Now, we've tried it both ways. You had 12 years of one way; now you've had 8 years the other way. And you can add up the evidence either way and draw your own conclusion. But the only way we can get in trouble is if people don't think about it like that, if they don't really think it's a big election, if they think this thing is so strong you couldn't mess it up with a stick of dynamite, if they don't understand with clarity the choice there. Clarity is our friend.
You can be positive and upbeat, and you should be. You never have to say a bad word about any of our opponents. Just talk about the differences, and let people decide. We've been around here over 200 years now because usually the people get it right if they have enough time and enough information.
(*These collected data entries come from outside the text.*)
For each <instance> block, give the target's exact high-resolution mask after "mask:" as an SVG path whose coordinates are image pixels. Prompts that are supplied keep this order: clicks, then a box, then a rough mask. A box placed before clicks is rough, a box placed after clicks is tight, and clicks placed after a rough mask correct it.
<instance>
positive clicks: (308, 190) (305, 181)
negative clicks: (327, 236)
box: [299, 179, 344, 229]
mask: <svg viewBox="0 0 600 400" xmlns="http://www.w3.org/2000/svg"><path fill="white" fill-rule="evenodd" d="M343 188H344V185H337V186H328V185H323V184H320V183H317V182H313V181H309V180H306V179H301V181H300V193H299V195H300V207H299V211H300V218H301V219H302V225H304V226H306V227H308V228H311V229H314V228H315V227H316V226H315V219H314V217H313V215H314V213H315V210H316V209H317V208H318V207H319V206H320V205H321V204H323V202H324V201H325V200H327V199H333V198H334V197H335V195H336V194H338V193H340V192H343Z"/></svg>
The final thing I want to say is I want to thank Tom for what he said about Ireland and the Middle East. It's been the great joy of my life to labor for peace, which is the highest example of what Harry Truman said is the essential work of the Presidency, which is trying to persuade people to do what they should do without having to be asked in the first place. [Laughter]
Thank you very much.
NOTE: The President spoke at 10:15 p.m. at a private residence. In his remarks, he referred to dinner cohosts Tom Quinn and Pam and Brosim Ekpone; former Secretary of the Treasury Robert E. Rubin; Republican Presidential candidate Gov. George W. Bush of Texas; and Ed McMahon, Publishers Clearing House spokesperson.